With Cowher, Steelers' loss is Ravens' gain

January 06, 2007|By JOHN EISENBERG

The fact that the Ravens swept the Pittsburgh Steelers and are on to bigger and better things this season could lead to the perception that Bill Cowher's resignation isn't a big deal for them. Wrong, wrong, wrong. It's a huge deal.

The coach known as The Chin, who announced his resignation yesterday after coaching the Steelers for 15 seasons, got the best of the Ravens much more often than not. He dominated them.

There's no telling what will happen in Pittsburgh now, but the departure of Cowher, one of the NFL's best coaches, means the Ravens have a better shot at becoming the lords of the AFC North.

The Ravens won't miss anything about sharing a division with Cowher.

Wait, they'll miss at least one thing. He was good theater for the fans. Nothing got Baltimore's football faithful more jacked up than a game against Cowher's Steelers. With spittle spewing from his jutting chin on a windswept afternoon, Cowher was the archetypal tough guy you loved to beat.

Although fans on both sides will keep bringing the heat, the annual home-and-home series between the teams is bound to be a little less intense with Cowher gone. That's a shame.

Oh, and there's another way the Ravens will miss Cowher, who went 149-90-1 in regular-season games and reached the playoffs in 10 of his 15 seasons: He and his teams faithfully provided an accurate measuring stick. Opponents such as the Ravens could always get a handle on where they stood when they took on the Steelers.

It happened to the Ravens this season. They were beginning to think they had an elite team as the season progressed, but they knew they were good after they blasted the Steelers on Nov. 26.

Cowher almost always fielded teams that were tough, competitive and in the playoff mix; even in this down season, in which the Steelers finished 8-8, they were still so formidable that Ravens coach Brian Billick repeatedly said the Steelers were the most talented team on the Ravens' schedule.

The Ravens played Cowher's Steelers 23 times starting in 1996, when Art Modell moved the franchise here from Cleveland. The Steelers won 14 of those 23 games, including one in the playoffs in January 2002.

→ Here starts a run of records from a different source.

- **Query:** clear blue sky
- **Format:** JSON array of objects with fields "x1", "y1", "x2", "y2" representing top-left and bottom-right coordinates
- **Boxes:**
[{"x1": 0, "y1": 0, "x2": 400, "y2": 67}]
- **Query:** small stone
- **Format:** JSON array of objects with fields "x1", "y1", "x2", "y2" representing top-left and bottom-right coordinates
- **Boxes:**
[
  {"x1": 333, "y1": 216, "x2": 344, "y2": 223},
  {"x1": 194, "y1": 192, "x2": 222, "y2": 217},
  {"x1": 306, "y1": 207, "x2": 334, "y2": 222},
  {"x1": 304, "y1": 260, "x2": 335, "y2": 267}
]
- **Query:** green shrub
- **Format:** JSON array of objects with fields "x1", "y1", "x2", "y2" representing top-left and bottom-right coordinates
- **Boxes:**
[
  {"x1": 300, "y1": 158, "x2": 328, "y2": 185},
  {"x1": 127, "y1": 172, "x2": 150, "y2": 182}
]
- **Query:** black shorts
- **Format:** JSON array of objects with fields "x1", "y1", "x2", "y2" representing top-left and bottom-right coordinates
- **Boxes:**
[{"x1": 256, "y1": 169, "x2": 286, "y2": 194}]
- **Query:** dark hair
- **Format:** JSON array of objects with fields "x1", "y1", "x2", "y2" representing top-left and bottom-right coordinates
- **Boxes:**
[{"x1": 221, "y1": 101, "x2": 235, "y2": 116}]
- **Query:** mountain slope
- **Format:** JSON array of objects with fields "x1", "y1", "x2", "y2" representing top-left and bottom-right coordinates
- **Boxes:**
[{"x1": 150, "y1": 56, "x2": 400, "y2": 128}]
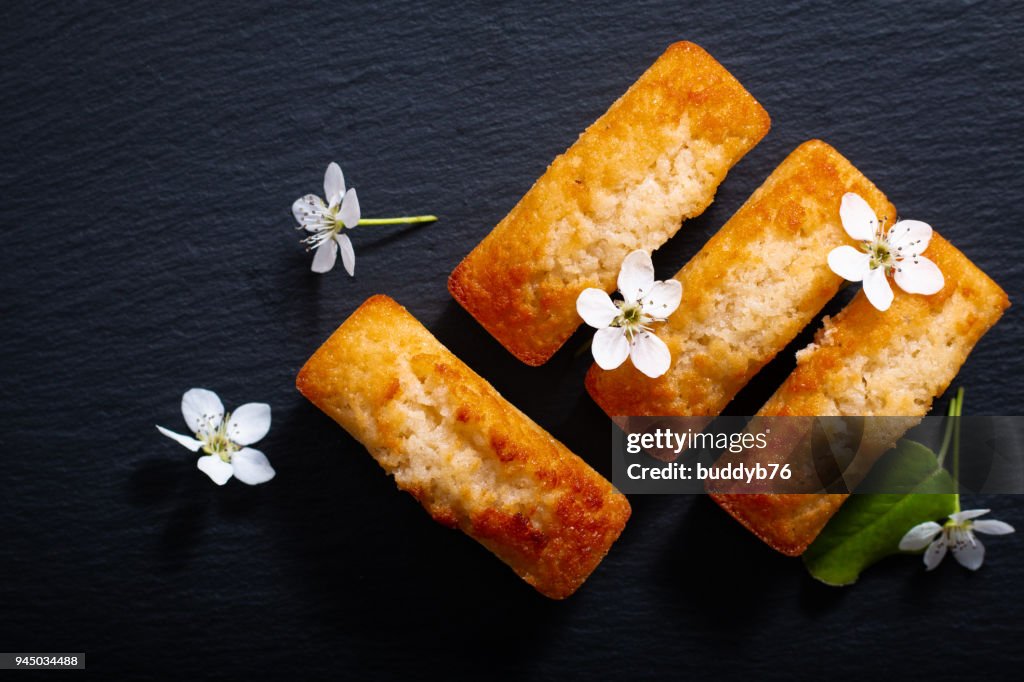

The Ravens also had some success in the rivalry, but really, not that much until this season. They had won just three of their past 10 games against the Steelers before 2006.

Cowher's Steelers finished higher than the Ravens in the standings in seven of the 11 years in which they shared a division. The Steelers won five division titles in that time and the Ravens won two. Each won one Super Bowl. (The Ravens could add a second this season.)

Cowher's successor may well keep things going, but Cowher did it for a long time, and that's an increasingly tough task in a league that conspires to pull winning teams down and push losing teams up. It's become common for NFL teams to "yo-yo" - rise one season and fall the next - but Cowher was a master at fending off the forces of parity and keeping a good thing going. Eight of 11 times in his career, he came back from a winning season to post another winning season.

Think that's easy? Billick, a pretty accomplished coach in his own right, has had four chances to follow up a winning season with another. He has succeeded half the time.

This time of year, when the NFL coaching carousel is in full swing, it becomes clear just how many mediocrities and outright frauds are in the business. Nick Saban may have somehow finagled a $32 million commitment from the University of Alabama, but few people in Miami were sorry to see him leave the Dolphins.

The same certainly could be said about Dennis Green's departure from Arizona or Jim Mora's from Atlanta. Will anyone feel a sense of loss? How could they?

But Cowher's departure from Pittsburgh - now, there is a palpable setback for an organization.

Incredibly, some Steelers fans aren't sad to see him go; until last season, when he led the Steelers to a Super Bowl victory, he had a tendency to lose big playoff games at home, a habit that breeds disaffection. And 15 years is a long time. Sometimes, people just want to see a new act.

But those who are happy to see Cowher go should know that the Ravens and the rest of the citizens of the AFC North are privately toasting his departure and sighing with relief. Cowher was tough on them. For a long time.